Content
64%Reviews the quality of instructions and guidance provided to agents. Good implementation is clear, handles edge cases, and produces reliable results.
This is a solid, actionable skill with good executable examples for both tmux and PTY-based CLI testing harnesses. Its main weaknesses are the lack of explicit validation/error-recovery steps in the workflow and some content that could be tightened (the use-case list and profiling recipes are somewhat generic).

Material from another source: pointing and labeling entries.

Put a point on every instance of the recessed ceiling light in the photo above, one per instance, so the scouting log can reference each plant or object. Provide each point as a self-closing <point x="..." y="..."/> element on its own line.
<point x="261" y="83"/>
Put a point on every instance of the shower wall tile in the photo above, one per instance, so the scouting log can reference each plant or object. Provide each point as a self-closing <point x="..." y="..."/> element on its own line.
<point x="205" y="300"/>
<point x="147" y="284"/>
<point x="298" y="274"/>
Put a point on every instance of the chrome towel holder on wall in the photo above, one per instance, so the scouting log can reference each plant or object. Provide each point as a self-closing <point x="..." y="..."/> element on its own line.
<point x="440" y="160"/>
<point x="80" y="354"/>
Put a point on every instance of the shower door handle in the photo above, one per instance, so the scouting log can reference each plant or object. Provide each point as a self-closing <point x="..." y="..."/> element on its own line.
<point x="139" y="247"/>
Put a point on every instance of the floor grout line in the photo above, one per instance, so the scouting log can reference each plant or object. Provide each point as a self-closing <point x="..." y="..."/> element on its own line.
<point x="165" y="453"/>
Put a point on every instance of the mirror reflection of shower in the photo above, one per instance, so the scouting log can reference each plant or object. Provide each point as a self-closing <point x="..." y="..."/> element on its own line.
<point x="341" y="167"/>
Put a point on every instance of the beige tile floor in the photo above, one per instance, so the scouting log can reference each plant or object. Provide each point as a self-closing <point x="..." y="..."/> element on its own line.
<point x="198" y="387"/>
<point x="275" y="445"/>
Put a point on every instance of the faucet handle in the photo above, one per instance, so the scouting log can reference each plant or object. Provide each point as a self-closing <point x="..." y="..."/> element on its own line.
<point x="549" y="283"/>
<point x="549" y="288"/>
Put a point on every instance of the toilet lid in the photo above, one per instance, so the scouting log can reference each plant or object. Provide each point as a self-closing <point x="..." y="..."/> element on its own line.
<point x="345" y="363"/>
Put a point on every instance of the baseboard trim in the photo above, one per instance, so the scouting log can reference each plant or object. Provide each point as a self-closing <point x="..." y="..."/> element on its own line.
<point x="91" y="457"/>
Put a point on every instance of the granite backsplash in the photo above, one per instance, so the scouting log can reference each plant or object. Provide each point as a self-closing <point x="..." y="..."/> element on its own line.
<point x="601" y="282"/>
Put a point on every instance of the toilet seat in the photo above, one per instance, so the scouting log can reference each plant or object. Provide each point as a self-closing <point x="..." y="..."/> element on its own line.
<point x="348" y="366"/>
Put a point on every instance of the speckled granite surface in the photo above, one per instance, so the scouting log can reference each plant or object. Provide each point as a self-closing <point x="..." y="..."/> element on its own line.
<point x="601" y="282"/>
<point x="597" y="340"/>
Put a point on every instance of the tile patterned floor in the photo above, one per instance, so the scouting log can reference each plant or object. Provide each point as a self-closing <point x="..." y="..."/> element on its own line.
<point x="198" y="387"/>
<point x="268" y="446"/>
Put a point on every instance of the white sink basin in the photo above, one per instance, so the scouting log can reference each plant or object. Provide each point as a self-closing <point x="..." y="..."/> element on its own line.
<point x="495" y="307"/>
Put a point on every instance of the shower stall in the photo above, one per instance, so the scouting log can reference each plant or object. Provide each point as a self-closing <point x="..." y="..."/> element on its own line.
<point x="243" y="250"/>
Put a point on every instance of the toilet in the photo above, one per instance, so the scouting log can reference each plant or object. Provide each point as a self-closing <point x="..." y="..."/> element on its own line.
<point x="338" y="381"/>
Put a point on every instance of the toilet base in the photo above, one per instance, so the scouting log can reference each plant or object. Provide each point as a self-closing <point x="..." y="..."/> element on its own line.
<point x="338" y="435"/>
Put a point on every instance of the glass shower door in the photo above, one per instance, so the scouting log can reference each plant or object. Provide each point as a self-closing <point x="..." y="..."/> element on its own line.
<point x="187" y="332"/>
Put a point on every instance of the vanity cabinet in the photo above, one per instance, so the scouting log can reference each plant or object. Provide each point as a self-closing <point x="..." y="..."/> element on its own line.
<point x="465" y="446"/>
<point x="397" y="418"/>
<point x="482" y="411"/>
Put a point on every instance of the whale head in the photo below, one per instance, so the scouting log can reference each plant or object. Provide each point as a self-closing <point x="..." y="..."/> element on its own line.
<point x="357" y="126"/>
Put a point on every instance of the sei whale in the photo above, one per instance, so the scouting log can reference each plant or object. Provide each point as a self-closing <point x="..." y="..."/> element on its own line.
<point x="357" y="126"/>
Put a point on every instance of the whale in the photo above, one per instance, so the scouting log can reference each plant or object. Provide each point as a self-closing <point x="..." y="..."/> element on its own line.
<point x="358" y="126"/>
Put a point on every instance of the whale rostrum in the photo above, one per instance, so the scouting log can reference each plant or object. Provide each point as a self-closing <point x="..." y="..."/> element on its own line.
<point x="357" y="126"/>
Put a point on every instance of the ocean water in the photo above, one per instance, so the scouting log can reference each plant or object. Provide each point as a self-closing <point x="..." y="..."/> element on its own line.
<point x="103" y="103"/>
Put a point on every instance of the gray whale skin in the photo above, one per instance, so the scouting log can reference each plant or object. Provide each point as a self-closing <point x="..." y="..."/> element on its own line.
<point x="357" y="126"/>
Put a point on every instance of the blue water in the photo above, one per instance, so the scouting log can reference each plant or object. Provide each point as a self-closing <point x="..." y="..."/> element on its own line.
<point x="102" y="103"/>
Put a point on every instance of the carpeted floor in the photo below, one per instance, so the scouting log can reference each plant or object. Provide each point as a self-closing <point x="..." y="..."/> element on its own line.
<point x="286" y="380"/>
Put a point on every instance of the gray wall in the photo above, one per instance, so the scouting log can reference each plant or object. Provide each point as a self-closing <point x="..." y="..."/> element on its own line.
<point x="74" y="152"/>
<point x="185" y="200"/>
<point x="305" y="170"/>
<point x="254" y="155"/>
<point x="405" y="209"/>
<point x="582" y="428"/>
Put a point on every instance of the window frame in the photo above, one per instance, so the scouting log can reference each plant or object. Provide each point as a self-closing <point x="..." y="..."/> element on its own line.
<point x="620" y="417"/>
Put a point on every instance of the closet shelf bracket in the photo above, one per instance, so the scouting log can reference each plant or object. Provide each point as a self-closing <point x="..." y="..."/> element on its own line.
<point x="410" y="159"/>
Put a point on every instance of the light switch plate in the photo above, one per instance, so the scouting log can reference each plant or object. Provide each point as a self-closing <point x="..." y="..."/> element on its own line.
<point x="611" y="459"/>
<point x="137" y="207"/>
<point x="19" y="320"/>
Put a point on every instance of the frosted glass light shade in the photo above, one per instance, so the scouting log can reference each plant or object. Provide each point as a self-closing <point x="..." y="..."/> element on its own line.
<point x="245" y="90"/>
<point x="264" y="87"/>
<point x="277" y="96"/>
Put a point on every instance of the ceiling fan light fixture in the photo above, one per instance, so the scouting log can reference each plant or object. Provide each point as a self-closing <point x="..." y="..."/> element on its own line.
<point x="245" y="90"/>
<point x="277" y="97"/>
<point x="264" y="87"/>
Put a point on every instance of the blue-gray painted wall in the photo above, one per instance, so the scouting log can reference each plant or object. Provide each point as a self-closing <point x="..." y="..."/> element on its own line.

The code examples are the strongest aspect, being complete and ready to adapt.
Suggestions
Add explicit validation checkpoints and error recovery to the Harness Loop (e.g., 'If the CLI does not produce the expected prompt within the deadline, capture the current screen state and report the timeout before killing the session').
Tighten or remove the 'What It Is Used For' section since it largely restates the skill description and doesn't add actionable guidance.
Make the Profiling Recipes more concrete with executable code snippets rather than prose descriptions (e.g., show the actual Node inspector commands for taking a heap snapshot).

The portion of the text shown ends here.